That résumé peaks with the four and a half years Mitchell put in as co–lead film critic at the New York Times (1999-2004) and two semesters as a guest lecturer at Harvard (2004). "He's certainly the most powerful black film critic in history, full stop," Harvard professor Henry "Skip" Gates told New York magazine that year.
Two words often dropped in criticism of Mitchell are "opportunist" and "flake." Some would say these are not mutually exclusive: Unable to say no to offers and invitations, Mitchell has been known to be so overscheduled that such basic job requirements as communicating with editors and meeting deadlines tend to fall through the cracks. Mitchell also has long baited charges of conflict of interest. (In 1992, he spent a few months as a development exec at Paramount, a post from which he reportedly was fired for refusing to give up a simultaneous gig reviewing movies on NPR's Weekend Edition.)
When FIND announced Mitchell's hiring for the LACMA job on June 16, it was hours before the Los Angeles Film Festival's opening-night, open-bar party. It quickly became a hot topic within a crowd thick with film journalists, curators and festival programmers — some of whom had applied for the job. Wagers were laid on how long Mitchell would last at the position. One friend joked that the hiring might be Govan's attempt to take a page from The Producers — engineering a program destined to fail, so that he could kill off Film at LACMA once and for all.
This kind of bitter bitchery is nothing unusual. Journalists, filmmakers, random people on the street — it seems everyone has an Elvis Mitchell story. Both those who consider themselves Friends of Elvis and those whose relationships with him are sour or worse are happy to dish about him — albeit almost always off the record. Some are afraid of losing current or future jobs in the ever-more-tenuous world of film journalism. Others simply enjoy his admittedly fine company too much to risk losing it.
This reticence only fuels a legend that some suggest is overblown.

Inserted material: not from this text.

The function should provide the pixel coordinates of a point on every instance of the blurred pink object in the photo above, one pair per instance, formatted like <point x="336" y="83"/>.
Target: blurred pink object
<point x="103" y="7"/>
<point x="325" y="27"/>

"I do not recognize the Elvis Mitchell who is often written about in the press," screenwriter Brian Koppelman (Ocean's Thirteen), a friend of Mitchell's for 14 years, told me via email. "The guy I know is focused, present, insanely bright and totally reliable."
Over lunch at Ray's, when the conversation turns to Mitchell as a constant topic of conversation, the critic-turned-curator sits back in his chair and smiles slyly. "I kind of like it that people gossip about me."
Not that he'll cop to reading any of that gossip — just as most filmmakers claim they don't read reviews.
When asked about his work history, Mitchell says, "I haven't moved around that much." He points to the gigs he's held on to for more than a decade, his once-a-week spots on NPR and KCRW. "I mean, I end up doing a couple of things at a time, but that's OK. I like being stimulated."
Mitchell says neither of his two high-profile job exits this year is relevant to his new position. "The Ebert thing just didn't work out, we just couldn't, like, come to an agreement. And Movieline, they obviously didn't want me, because they fired me."
While Chaz Ebert, wife of Roger and producer of At the Movies, did not respond to an email request for comment, a Friend of Elvis suggests one reason why Mitchell and the Eberts "couldn't come to an agreement" is because Mitchell may have been concerned that the show, a low-budget affair produced independently in Chicago and aired on public TV, was too small-time for him. That would jibe with the oft-reported notion of Mitchell as a social climber, whose work as a critic arguably is compromised by his desire to live the kind of life enjoyed by the people who make movies.
Mitchell acknowledges that he feeds this part of his legend: "I dress well, I travel, I seem to be relatively glamorous for a film guy — which, to me, is like being the fastest midget in the circus," a phrase he uses to denote something meaningless.
Movieline also ignored a request for comment, but sources say that during his brief employment for the site, Mitchell was hard to reach and bad with deadlines — not terribly unusual for a star columnist. This was tolerated until director Duncan Jones (son of David Bowie) took to Twitter to protest Mitchell's review of his sci-fi flick Source Code.
While the review was generally negative, Jones took particular issue with this couplet: "It's up to Jeffrey Wright, as the administrator supervising the Source Code — the machine that keeps firing Colter back, back, back to the recent past — and his eccentric brio to keep the silliness from piling up like ash from his pipe. That's how you know this film is science fiction — someone is smoking indoors in the United States — and that Wright is a martinet whose malevolence must be checked."
The problem, to quote Jones' tweet: "Find it odd Movieline choose to complain about Jeffrey Wright smoking a pipe, something in an old draft of the script that's not in the film."